Key Takeaways:
- A Russian Finance Ministry official proposed developing a national stablecoin in response to international sanctions on platforms like Garantex.
- The U.S. and allies recently froze domains and assets linked to Garantex, with Tether freezing $27M in USDT.
- Russia is exploring broader crypto reforms, including state-run funds and recognizing crypto as property in criminal cases.
A senior official from Russia’s Finance Ministry has proposed the development of a national stablecoin in response to international restrictions on Russian-linked crypto platforms.
Osman Kabaloev, deputy director of the ministry’s financial policy department, suggested that Russia should create a stablecoin similar to Tether’s USDT.
According to Reuters, Osman Kabaloev, Deputy Head of Russia’s Finance Ministry Financial Policy Department, said the country should consider developing its own stablecoins, potentially pegged to non-dollar currencies, following last month’s freeze of Russia-linked digital…

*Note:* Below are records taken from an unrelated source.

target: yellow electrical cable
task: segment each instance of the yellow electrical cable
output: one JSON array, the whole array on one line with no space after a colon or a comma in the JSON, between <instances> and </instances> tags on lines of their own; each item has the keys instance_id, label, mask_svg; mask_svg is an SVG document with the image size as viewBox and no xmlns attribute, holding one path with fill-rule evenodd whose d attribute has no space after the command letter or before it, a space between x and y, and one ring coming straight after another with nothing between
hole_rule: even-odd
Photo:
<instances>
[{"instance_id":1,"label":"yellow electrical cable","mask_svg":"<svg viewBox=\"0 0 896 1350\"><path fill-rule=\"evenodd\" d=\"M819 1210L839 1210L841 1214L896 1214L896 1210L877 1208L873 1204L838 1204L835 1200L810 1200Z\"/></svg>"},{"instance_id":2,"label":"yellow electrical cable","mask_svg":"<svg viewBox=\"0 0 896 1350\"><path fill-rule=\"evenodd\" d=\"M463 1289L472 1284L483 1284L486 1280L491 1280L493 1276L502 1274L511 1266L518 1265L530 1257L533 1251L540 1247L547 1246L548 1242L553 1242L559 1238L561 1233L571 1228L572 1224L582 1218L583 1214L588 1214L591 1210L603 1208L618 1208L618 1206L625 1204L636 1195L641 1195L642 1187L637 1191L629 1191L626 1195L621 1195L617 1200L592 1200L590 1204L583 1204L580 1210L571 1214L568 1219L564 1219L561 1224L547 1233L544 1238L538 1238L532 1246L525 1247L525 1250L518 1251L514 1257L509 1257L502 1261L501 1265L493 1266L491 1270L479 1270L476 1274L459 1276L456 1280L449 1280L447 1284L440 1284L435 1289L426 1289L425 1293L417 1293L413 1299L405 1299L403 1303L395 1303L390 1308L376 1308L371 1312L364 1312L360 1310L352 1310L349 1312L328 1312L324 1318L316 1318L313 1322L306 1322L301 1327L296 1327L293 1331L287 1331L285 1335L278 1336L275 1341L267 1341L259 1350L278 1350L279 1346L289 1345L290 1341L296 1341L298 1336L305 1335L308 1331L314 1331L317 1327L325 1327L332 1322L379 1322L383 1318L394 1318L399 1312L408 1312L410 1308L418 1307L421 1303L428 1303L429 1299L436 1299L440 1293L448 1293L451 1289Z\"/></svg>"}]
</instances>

— Wu Blockchain (@WuBlockchain) April 16, 2025
His remarks follow coordinated actions by the U.S., Germany, and Finland to freeze domains of the sanctioned Russian crypto exchange Garantex, alongside Tether freezing $27 million in USDT associated with the platform.
Kabaloev noted that while stablecoin use isn’t restricted under Russia’s experimental legal regime, recent events show the risks and the need for independent, internal instruments.
Garantex, sanctioned in April 2022 for alleged money laundering, reportedly processed over $96 billion in illicit funds, and may have resurfaced under a new name, using ruble-backed stablecoins.
Meanwhile, Russia’s crypto policy is evolving: proposals include a state-run crypto fund based on seized assets, and new legislation to classify cryptocurrencies as property in criminal cases.
These developments coincide with a booming global stablecoin market, which surpassed $200 billion in early 2025.
A joint study by Artemis and Dune reported a 50% increase in active wallets and $27.6 trillion in 2024 stablecoin transactions—surpassing Visa and Mastercard’s combined volume by 7.7%.